This chapter provides an overview of the mid to late Pleistocene relative sea level record at Bermuda.
For a more exhaustive discussion of this topic as it applies to Bermuda and beyond please visit: Pleistocene palaeo-sea-level research.
Evidence of past positions of sea level
Evidence of low sea levels
Being close to the acme of a Pleistocene interglacial period, we are today experiencing high sea levels which have been exceeded on only a few occasions during the past 1 million years or so. Now is, therefore, not the most opportune time to examine field evidence of past sea level positions. Other than in regions of the globe where the land has been uplifted, the majority of surviving evidence is submerged and buried by modern marine sediments.
The best indications that sea levels at Bermuda have been lower than at present are provided by geological features which formed above sea level but are now submerged, such as fossil soils and cave formations including stalagmites and stalactites. Direct evidence of the very lowest sea levels, during glacial periods, are rarely observed. Limited investigations using small research submarines have, however, revealed wave-cut features on the flanks of the Bermuda seamount, from which the existence of ancient shorelines at considerable depths – at 60m and 115m below present sea level – are inferred (IL1).

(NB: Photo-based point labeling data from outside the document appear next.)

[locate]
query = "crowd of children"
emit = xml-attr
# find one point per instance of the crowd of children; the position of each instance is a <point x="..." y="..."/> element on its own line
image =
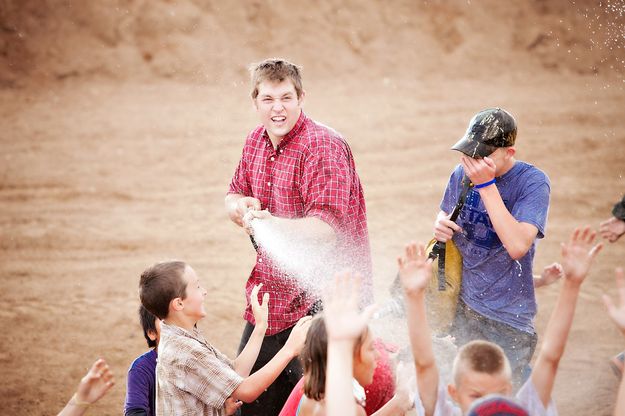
<point x="300" y="175"/>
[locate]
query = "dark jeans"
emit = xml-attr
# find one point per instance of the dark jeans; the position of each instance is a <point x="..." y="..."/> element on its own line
<point x="518" y="345"/>
<point x="271" y="401"/>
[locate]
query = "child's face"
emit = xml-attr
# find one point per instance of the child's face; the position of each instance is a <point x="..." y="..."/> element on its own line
<point x="474" y="384"/>
<point x="194" y="301"/>
<point x="365" y="361"/>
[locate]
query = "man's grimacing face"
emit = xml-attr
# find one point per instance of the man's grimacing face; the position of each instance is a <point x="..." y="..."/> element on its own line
<point x="278" y="107"/>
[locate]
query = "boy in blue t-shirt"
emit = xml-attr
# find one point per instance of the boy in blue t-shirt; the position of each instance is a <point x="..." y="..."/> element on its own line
<point x="505" y="211"/>
<point x="140" y="389"/>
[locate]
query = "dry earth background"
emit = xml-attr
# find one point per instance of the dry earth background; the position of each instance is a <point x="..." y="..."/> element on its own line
<point x="121" y="123"/>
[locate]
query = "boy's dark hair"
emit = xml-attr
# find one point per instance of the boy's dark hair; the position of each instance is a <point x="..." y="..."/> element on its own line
<point x="159" y="284"/>
<point x="148" y="323"/>
<point x="275" y="70"/>
<point x="483" y="357"/>
<point x="314" y="357"/>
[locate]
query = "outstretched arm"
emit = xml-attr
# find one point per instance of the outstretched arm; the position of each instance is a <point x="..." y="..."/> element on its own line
<point x="93" y="386"/>
<point x="415" y="271"/>
<point x="308" y="229"/>
<point x="343" y="324"/>
<point x="254" y="385"/>
<point x="577" y="257"/>
<point x="245" y="361"/>
<point x="617" y="313"/>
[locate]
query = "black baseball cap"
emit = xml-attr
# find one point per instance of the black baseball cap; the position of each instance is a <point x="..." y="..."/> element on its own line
<point x="488" y="130"/>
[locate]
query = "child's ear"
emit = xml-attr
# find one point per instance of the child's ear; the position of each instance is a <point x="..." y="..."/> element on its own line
<point x="453" y="392"/>
<point x="176" y="304"/>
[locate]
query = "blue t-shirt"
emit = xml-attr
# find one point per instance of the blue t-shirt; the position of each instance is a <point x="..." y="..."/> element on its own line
<point x="141" y="392"/>
<point x="493" y="284"/>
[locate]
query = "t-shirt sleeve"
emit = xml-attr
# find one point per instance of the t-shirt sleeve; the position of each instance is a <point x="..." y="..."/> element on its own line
<point x="452" y="192"/>
<point x="528" y="398"/>
<point x="209" y="379"/>
<point x="140" y="378"/>
<point x="325" y="185"/>
<point x="619" y="209"/>
<point x="532" y="205"/>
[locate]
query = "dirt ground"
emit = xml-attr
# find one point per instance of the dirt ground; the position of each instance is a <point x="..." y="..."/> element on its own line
<point x="121" y="124"/>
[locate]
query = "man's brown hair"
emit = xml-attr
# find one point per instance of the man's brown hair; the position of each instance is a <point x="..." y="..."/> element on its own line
<point x="159" y="284"/>
<point x="483" y="357"/>
<point x="314" y="357"/>
<point x="275" y="70"/>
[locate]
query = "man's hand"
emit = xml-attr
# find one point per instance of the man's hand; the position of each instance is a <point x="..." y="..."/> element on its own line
<point x="578" y="254"/>
<point x="444" y="228"/>
<point x="238" y="205"/>
<point x="260" y="311"/>
<point x="479" y="170"/>
<point x="612" y="229"/>
<point x="252" y="215"/>
<point x="617" y="313"/>
<point x="415" y="269"/>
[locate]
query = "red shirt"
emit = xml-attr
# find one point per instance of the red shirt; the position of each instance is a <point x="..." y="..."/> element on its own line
<point x="310" y="174"/>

Evidence of high sea levels
On Bermuda, there is a good record of the few occasions, during the last 1 million years or so, when relative sea level (RSL) was higher than at present. The evidence takes the form of ancient marine features, created by the sea, which are found above the elevation of their modern counterparts. Ancient limestone beaches (Figures 4g and 4h, Chapter 4) are examples which can provide a relatively precise record of sea level position at the time of their formation. On Bermuda, such beaches have been preserved at 3 to 4 m (up to 12 ft) above their present-day equivalents.
Erosional features (Figure 8a) and accumulations of rock debris, such as conglomerates and breccias), produced by wave action, can also be useful markers, of past high sea levels. More information on ancient marine deposits and their role in establishing past high sea level positions on Bermuda is provided in Chapter 4.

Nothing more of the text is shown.